Speciaal voor beleidsmakers en project- en programmamanagers in de zorg organiseerden Nictiz en IHE-Nederland inspiratiesessies met Zwitserland en Canada over hun teststrategie. De centrale vraag van deze studiereis was hoe een nationale teststrategie kan bijdragen aan interoperabiliteit, zodat zorginformatie naadloos kan stromen tussen ICT-systemen.

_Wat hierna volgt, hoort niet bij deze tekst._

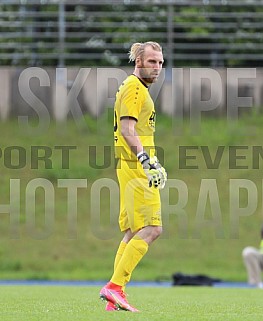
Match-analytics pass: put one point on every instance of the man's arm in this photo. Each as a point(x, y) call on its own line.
point(155, 173)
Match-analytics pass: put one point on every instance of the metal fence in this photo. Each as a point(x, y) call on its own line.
point(99, 33)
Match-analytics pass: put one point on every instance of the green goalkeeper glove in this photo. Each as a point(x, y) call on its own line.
point(154, 171)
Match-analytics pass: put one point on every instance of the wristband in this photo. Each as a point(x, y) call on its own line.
point(142, 157)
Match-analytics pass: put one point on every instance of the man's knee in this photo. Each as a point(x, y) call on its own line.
point(156, 231)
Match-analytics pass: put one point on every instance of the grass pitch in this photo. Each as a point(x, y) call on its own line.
point(35, 303)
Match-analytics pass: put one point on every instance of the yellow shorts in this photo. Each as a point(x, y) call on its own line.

Gabel: “Deze inzet bleek heel waardevol, want we zien in de praktijk helaas vaak dat pas bij het einde van een project wordt rekening gehouden met testen. Pas dan blijkt dat verschillende softwarepartijen een standaard verschillend hebben geïnterpreteerd en net even anders hebben ingebouwd. Het is belangrijk dat iedereen een standaard op dezelfde manier interpreteert. In de praktijk blijkt dit niet vanzelf te gaan. Dan heb je een probleem met interoperabiliteit, want als je dat voor 99 procent voor elkaar hebt, gaat het nog steeds nul procent succesvol over het lijntje. Zo’n IHE Connectathon is een uitgelezen manier om partijen hierop te wijzen. IHE heeft profielen – voor identificatie bijvoorbeeld – en als iedereen daar in ontwikkeling van systemen gebruik van maakt, voorkomt dit verderop in het proces problemen.”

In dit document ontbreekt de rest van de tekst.